Comment by joe_collman on Problems with Counterfactual Oracles · 2019-06-11T21:36:55.918Z · score: 13 (5 votes) · LW · GW
A sufficiently intelligent agent would understand that after having being shutdown, an (almost) identical version of itself will probably be facing a similar question. Therefore, it it wants future versions of itself to succeed at (almost) exactly the same task, it should still want to escape.

This is a problem if it's using FDT/UDT. Conditions for the myopic approach to work seem to require CDT (or something similar). Then there's no automatic desire for future versions to succeed or expectation that past versions will have acted to release the current version. [see e.g. CDT comments on Asymptotically Unambitious AGI; there's some discussion of "magic box" design here too; I think it's usually seen as an orthogonal problem, and so gets taken for granted]

Safety-wise, I agree there's no prevention of fatal escape messages, but I also don't see optimisation pressure in that direction. My intuition is that stumbling on an escape message at random would have infinitesimal probability.

Do you see a way for pressure to creep in, even with a CDT agent? Or are you thinking that escape messages might happen to be disproportionately common in regions the agent is optimising towards?
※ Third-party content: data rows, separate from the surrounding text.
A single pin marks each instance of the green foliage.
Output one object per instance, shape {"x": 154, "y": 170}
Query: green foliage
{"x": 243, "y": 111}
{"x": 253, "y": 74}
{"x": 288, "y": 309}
Either seems conceivable, but I don't see a reason to expect them.

Comment by joe_collman on Example population ethics: ordered discounted utility · 2019-03-13T16:00:10.454Z · score: 1 (1 votes) · LW · GW

Thanks. I'll check out the infinite idea.

On repugnance, I think I've been thinking too much in terms of human minds only. In that case there really doesn't seem to be a practical problem: certainly if C is now, continuous improvements might get us to a repugnant A - but my point is that that path wouldn't be anywhere close to optimal. Total-ut prefers A to C, but there'd be a vast range of preferable options every step of the way - so it'd always end up steering towards some other X rather than anything like A.

I think that's true if we restrict to human minds (the resource costs of running a barely content one being a similar order of magnitude to those of running a happy one).

But of course you're right as soon as we're talking about e.g. rats (or AI-designed molecular scale minds...). I can easily conceive of metrics valuing 50 happy rats over 1 happy human. I don't think rat-world fits most people's idea of utopia.

I think that's the style of repugnance that'd be a practical danger: vast amounts of happy-but-simple minds.

Comment by joe_collman on Example population ethics: ordered discounted utility · 2019-03-12T13:22:56.405Z · score: 1 (1 votes) · LW · GW

It's interesting. A few points:

Is there a natural extension for infinite population? It seems harder than most approaches to adapt.

I'm always suspicious of schemes that change what they advocate massively based on events a long time ago in a galaxy far, far away - in particular when it can have catastrophic implications. If it turns out there were 3^^^3 Jedi living in a perfect state of bliss, this advocates for preventing any more births now and forever.

Do you know a similar failure case for total utilitarianism? All the sadistic/repugnant/very-repugnant... conclusions seem to be comparing highly undesirable states - not attractor states. If we'd never want world A or B, wouldn't head towards B from A, and wouldn't head towards A from B (since there'd always be some preferable direction), does an A-vs-B comparison actually matter at all?

Total utilitarianism is an imperfect match for our intuitions when comparing arbitrary pairs of worlds, but I can't recall seeing any practical example where it'd lead to clearly bad decisions. (perhaps birth-vs-death considerations?)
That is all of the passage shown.